# TurboQuant Speed Investigation

## Problem Statement

TurboQuant generates at 2.4 tok/s vs 85.0 tok/s for q8_0 on Qwen 3.5 35B-A3B MoE (M5 Max).
That's a 35× regression. Compression target (4.9×) is met, but speed makes it impractical.

## Root Cause Analysis

### Why it's slow

The flash attention kernel calls `dequantize_turbo3_0(block_ptr, il, &reg)` once per chunk:
- `type4x4` path: 16 elements per call, 128/16 = **8 calls per block**
- `type4` path (flash_attn_ext_vec): 4 elements per call, 128/4 = **32 calls per block**

Each call does the FULL 128-element dequantize:
1. Unpack 128 indices from packed bits → centroid lookup
2. Inverse WHT rotation (7 butterfly passes × 128 = 896 ops)
3. Unpack 128 QJL signs
4. Inverse WHT rotation on signs (another 896 ops)
5. Combine and scale

Total per call: ~2000 ops + 256 bytes stack allocation
Total per block: 8-32 × 2000 = **16,000-64,000 ops** (should be 2000)

### Comparison with q8_0

q8_0 dequantize: `x[i] = qs[i] * d` — 1 multiply per element, no stack, no rotation.
Per block (32 elements): 32 ops. Per 128 elements: 128 ops.

TurboQuant is doing 64,000 ops where q8_0 does 128. That's **500× more compute per block**.

Even with WHT (18× less than dense matvec), we're at 64,000/18 ≈ 3,500 ops vs 128.
That's still **27× more compute**, close to the measured 35× regression.
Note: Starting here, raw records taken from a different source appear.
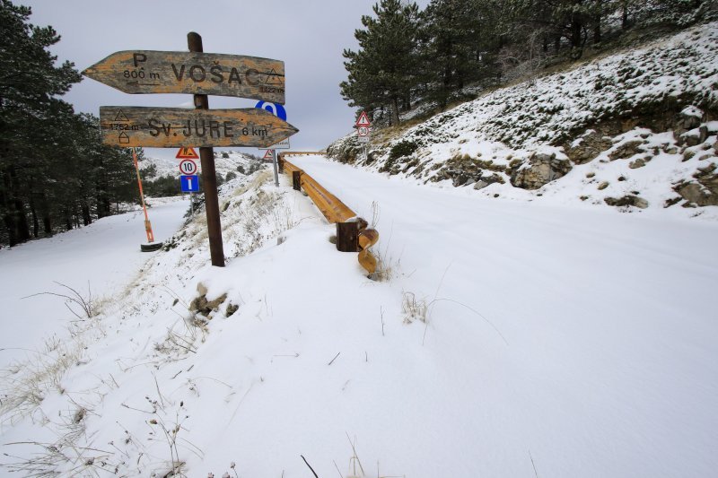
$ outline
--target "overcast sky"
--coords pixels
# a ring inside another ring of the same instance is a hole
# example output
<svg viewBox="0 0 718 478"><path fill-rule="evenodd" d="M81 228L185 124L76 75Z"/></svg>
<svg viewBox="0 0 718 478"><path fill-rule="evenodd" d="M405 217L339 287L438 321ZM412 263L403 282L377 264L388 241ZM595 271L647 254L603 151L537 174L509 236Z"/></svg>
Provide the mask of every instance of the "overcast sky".
<svg viewBox="0 0 718 478"><path fill-rule="evenodd" d="M325 148L352 131L355 116L339 93L346 78L342 50L356 49L354 30L375 3L367 0L13 0L32 8L31 22L51 25L62 39L58 61L82 71L120 50L187 51L187 33L202 36L208 53L282 60L286 74L287 121L300 132L293 150ZM417 2L422 7L428 0ZM76 111L101 106L186 106L189 95L120 92L85 78L65 95ZM256 100L209 97L212 108L251 108ZM238 149L238 148L232 148ZM244 148L248 152L258 152ZM174 158L174 149L147 149Z"/></svg>

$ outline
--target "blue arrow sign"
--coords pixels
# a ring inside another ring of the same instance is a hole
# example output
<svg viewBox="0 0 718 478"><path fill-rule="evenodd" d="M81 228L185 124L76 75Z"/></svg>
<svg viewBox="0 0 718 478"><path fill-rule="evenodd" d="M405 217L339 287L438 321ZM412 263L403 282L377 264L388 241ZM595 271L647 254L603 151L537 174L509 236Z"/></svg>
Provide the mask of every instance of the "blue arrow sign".
<svg viewBox="0 0 718 478"><path fill-rule="evenodd" d="M199 191L199 177L194 176L180 176L180 185L182 187L183 193L197 193Z"/></svg>
<svg viewBox="0 0 718 478"><path fill-rule="evenodd" d="M285 109L285 107L282 105L276 103L267 103L267 101L259 101L254 105L254 108L261 108L262 109L266 109L279 119L284 119L286 121L286 109Z"/></svg>

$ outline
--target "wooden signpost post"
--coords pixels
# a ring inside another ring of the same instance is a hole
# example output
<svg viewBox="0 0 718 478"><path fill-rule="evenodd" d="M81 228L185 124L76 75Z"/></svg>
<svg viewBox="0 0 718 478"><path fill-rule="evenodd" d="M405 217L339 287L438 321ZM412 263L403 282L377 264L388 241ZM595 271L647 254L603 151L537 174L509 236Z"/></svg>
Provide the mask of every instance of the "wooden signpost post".
<svg viewBox="0 0 718 478"><path fill-rule="evenodd" d="M224 265L214 146L267 147L299 130L260 109L209 109L208 94L285 103L285 64L204 53L202 37L187 35L188 52L118 51L83 74L121 91L189 93L195 109L100 108L102 142L120 147L199 146L212 265Z"/></svg>

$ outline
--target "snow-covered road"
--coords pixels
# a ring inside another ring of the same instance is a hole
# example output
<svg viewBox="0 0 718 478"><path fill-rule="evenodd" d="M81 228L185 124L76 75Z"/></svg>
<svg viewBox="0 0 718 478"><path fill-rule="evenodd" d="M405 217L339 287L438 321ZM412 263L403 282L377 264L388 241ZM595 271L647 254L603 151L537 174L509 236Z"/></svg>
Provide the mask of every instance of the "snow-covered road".
<svg viewBox="0 0 718 478"><path fill-rule="evenodd" d="M476 454L445 475L521 474L530 454L538 475L715 473L718 225L290 161L359 215L378 204L396 283L431 304L426 373L442 385L416 391L436 405L426 434L448 444L425 453Z"/></svg>
<svg viewBox="0 0 718 478"><path fill-rule="evenodd" d="M185 200L151 201L154 237L162 240L182 223ZM97 300L127 284L150 254L140 252L146 242L142 210L103 218L90 226L0 250L0 368L42 350L42 338L61 336L70 320L64 300L40 292L73 295L65 284L87 298L88 287ZM57 283L56 283L57 282ZM75 307L75 310L79 310Z"/></svg>

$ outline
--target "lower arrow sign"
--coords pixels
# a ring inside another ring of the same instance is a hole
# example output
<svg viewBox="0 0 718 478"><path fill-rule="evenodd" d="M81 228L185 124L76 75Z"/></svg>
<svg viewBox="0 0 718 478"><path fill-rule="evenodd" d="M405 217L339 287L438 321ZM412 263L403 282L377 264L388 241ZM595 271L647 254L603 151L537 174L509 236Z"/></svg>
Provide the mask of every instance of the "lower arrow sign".
<svg viewBox="0 0 718 478"><path fill-rule="evenodd" d="M100 127L102 143L125 148L267 147L299 131L258 108L185 109L101 106Z"/></svg>

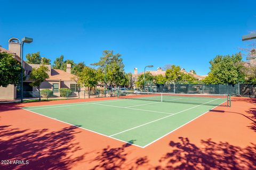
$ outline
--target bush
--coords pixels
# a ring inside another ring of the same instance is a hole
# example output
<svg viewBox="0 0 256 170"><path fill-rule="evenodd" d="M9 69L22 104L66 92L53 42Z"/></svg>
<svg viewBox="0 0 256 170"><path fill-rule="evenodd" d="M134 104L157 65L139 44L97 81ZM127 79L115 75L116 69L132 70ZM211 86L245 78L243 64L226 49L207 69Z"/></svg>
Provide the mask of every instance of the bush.
<svg viewBox="0 0 256 170"><path fill-rule="evenodd" d="M60 88L59 91L60 95L61 97L68 97L68 95L70 96L72 92L72 90L68 88Z"/></svg>
<svg viewBox="0 0 256 170"><path fill-rule="evenodd" d="M40 91L40 94L42 97L52 97L53 96L53 91L50 89L43 89Z"/></svg>

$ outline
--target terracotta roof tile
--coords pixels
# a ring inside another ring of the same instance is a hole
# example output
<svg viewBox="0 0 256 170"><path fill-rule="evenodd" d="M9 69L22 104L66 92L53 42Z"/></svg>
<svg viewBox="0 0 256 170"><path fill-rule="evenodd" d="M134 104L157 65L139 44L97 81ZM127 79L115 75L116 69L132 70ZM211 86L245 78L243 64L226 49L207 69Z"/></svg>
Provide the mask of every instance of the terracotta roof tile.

The extra ~8× gap is from stack allocation overhead (128-float arrays created/destroyed
32× per block) and memory bandwidth (reading the constant sign arrays 32× per block).

---

## Investigation Plan

### Approach A: Modify flash attention to dequantize once per block
- [ ] **A1**: Study the flash attention kernel template structure
  - Find where `deq_k` and `deq_v` are called
  - Understand the iteration pattern: which blocks, which chunks
  - Identify where to insert a "pre-dequantize" step
- [ ] **A2**: Add threadgroup memory buffer for pre-dequantized blocks
  - Allocate `threadgroup float turbo_deq_buf[128]` in flash attention kernel
  - Before the per-chunk loop, call `turbo3_dequantize_full_block()` once into this buffer
  - Replace per-chunk dequantize calls with reads from the buffer
- [ ] **A3**: Test with turbo-specific flash attention kernel instantiation
  - The generic template uses function pointers for dequantize
  - May need a specialized kernel that bypasses the per-chunk pattern
- [ ] **A4**: Benchmark after each change

### Approach B: Custom flash attention kernel for turbo types
- [ ] **B1**: Fork `kernel_flash_attn_ext_vec` into `kernel_flash_attn_ext_vec_turbo`
  - Remove the generic dequantize function pointer
  - Inline turbo-specific dequantize at the block level
  - Use threadgroup memory for the dequantized block
- [ ] **B2**: Replace per-chunk reads with direct buffer indexing
  - Instead of `deq_k(pk4x4 + block_idx, chunk_idx, tmp)`, do `tmp = buf[chunk_idx * 16 : (chunk_idx+1) * 16]`
- [ ] **B3**: Register the custom kernel in pipeline lookup
- [ ] **B4**: Benchmark

### Approach C: Restructure dequantize to amortize across chunks
- [ ] **C1**: Change the dequantize API to accept a pre-allocated buffer
  - `dequantize_turbo3_0(block_ptr, il, &reg, thread float * shared_buf)`
  - On first call (il==0), fill the buffer; on subsequent calls, read from it
  - Problem: can't change the function signature without changing all callers
- [ ] **C2**: Use the `nl_k` parameter differently
  - Currently nl_k=32 for turbo3 (128/4). What if we set nl_k=1 and return all 128 at once?
  - Would need the caller to handle 128-element chunks
  - Probably breaks the template assumptions

### Approach D: Reduce per-call overhead without architecture changes
- [ ] **D1**: Precompute the WHT butterfly as a lookup table
  - Instead of 7 butterfly passes, use a precomputed 128-element permutation
  - Trade memory for compute: 128 × 4 bytes = 512 bytes constant
  - Won't help much since WHT is already fast
- [ ] **D2**: Pack the dequantize tighter — reduce stack allocations
  - Merge the centroid lookup + WHT into a single pass
  - Avoid allocating separate `recon[128]` and `signs_f[128]` — interleave
- [ ] **D3**: Use half precision for intermediate calculations
  - `half` arithmetic is 2× faster on Apple Silicon
  - May reduce quality slightly but worth testing

---

## Expected Outcomes

| Approach | Expected Speedup | Effort | Risk |
|----------|-----------------|--------|------|
| A (modify kernel) | 8-32× (eliminate redundant calls) | Medium | Medium — need to understand kernel internals |
| B (custom kernel) | 8-32× + optimal memory access | High | Low — clean separation |
| C (restructure API) | 8-32× | Low | High — may break template |
| D (reduce overhead) | 2-3× | Low | Low |

**Recommended order**: D first (quick wins), then A or B (the real fix).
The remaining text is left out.